There was little fanfare as I exited my lodge and made my way back down the hill towards my most unlikely traveling companion.
The dreadknight stood at the ready, little needed for her to journey. I had at least prepared dried trail rations, yet if she had the same I could not glimpse or smell them.
“I still don’t like this.” Ishila grumbled. “Just you and her? She’s tried to kill you before. She could do it again.”
“Child.” Derision dripped from Valencia’s voice as she laughed. “If I wished to kill any of you, I would do so. There would not be a single force that could stop me. Not your walls, not your guards, not your father, not even Garek. Your life continues because I chose to save you. If I see fit, I could reverse that and end you.”
“Do not,” I growled at her. “We all know it already. Save it for the enemy.”

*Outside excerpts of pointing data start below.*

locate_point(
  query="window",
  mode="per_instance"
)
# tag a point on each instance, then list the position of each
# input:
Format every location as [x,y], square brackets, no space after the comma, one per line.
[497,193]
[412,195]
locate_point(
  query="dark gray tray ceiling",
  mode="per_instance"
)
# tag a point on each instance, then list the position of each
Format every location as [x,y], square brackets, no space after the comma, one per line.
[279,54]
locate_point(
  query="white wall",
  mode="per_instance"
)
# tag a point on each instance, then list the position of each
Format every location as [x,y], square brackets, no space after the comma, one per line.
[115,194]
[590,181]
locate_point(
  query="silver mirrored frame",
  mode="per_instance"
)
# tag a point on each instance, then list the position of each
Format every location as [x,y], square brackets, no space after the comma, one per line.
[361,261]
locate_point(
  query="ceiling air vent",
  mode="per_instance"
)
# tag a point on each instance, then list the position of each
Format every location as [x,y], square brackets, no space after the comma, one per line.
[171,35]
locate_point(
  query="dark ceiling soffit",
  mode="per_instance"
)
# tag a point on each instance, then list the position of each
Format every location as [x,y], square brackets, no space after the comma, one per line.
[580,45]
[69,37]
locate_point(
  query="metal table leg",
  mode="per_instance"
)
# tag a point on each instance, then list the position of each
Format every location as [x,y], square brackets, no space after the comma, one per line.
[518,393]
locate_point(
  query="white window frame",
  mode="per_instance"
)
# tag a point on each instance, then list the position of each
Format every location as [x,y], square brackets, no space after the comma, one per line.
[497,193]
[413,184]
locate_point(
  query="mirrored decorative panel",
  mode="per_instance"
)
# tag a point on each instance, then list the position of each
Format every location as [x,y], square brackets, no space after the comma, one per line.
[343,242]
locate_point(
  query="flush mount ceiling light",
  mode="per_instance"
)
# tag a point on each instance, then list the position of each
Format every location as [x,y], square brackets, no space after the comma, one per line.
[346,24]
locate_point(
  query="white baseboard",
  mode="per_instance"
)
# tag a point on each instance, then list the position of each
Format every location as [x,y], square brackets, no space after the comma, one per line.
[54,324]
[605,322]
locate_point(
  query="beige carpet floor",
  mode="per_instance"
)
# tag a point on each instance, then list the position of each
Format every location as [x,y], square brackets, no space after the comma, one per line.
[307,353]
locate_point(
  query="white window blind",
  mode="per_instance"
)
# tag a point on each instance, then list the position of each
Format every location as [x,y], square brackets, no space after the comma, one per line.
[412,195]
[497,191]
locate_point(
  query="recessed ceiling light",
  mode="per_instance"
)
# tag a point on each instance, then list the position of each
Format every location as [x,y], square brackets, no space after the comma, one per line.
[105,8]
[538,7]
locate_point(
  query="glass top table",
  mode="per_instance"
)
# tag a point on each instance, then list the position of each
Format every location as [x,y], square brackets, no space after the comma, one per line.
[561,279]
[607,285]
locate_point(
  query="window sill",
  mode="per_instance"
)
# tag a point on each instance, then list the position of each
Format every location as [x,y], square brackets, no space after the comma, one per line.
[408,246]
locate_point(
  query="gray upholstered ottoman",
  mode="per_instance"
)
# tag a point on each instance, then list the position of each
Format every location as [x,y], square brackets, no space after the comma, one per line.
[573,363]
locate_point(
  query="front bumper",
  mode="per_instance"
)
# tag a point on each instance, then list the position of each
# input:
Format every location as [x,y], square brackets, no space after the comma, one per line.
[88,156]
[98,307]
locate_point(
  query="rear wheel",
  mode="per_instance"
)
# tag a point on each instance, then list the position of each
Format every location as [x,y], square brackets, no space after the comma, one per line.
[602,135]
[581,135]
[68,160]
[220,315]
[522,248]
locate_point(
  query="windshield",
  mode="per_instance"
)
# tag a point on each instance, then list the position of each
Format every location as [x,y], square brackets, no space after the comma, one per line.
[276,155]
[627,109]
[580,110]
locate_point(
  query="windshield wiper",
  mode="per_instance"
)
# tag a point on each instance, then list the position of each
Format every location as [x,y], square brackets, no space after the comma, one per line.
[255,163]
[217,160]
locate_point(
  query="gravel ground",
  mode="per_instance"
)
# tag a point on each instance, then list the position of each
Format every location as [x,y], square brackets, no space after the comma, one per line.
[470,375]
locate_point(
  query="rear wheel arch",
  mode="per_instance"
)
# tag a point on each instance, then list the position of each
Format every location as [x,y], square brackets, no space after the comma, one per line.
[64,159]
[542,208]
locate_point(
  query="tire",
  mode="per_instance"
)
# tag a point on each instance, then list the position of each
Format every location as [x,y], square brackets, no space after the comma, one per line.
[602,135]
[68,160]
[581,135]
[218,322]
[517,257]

A small, momentary gloat from the woman that reminded me of her cruelty.
With a laugh, the dark figure turned and stalked away, malice in her every footstep.
“Make it home alive.” Was all Ishila said to me for a moment. “Please.”
“I’ll try. If Le’rish returns, tell her where we went. Whether she chooses to join us or not is up to her, but her skills and strength would be welcome.”
“And Ma and Pa’?”
“They were busy with something in the dungeon, is all we know. Preventing some disaster or other. I would give much for their help, but this task I must face without them. Tell them what has occurred, if you see them. If you do not hear from me within a reasonable time through messenger or in-person, leave. I’ll not have you die for an empty farm whose master is no longer alive.”
A pessimistic view, perhaps. I preferred to call it realistic.
The hug surprised me. The orc attempted one as best she could, her arms unable to fit around my frame. I returned it in kind, careful to be gentle.
“You’ll win.” She sent a lopsided grin up at me that wasn’t quite convincing. “Wup em and drive em back off.”
“I’ll certainly try.”
With that, I departed, pack over my shoulder and bad company at my side.
I had slept enough on the cart ride back from Ironmoor’s castle. Now, the time had come to put distance beneath my hooves and walk this lonely path.
Valencia proved quiet company. Her usual jeers and taunts were gone, replaced by tuneless hums as she walked, eyes forward. Her eyes did not move to scan the treeline for danger, nor did her scent betray any unease. The dreadknight simply didn’t care. Should any ambush occur, those unfortunate enough to attack her would realize who the real monster was.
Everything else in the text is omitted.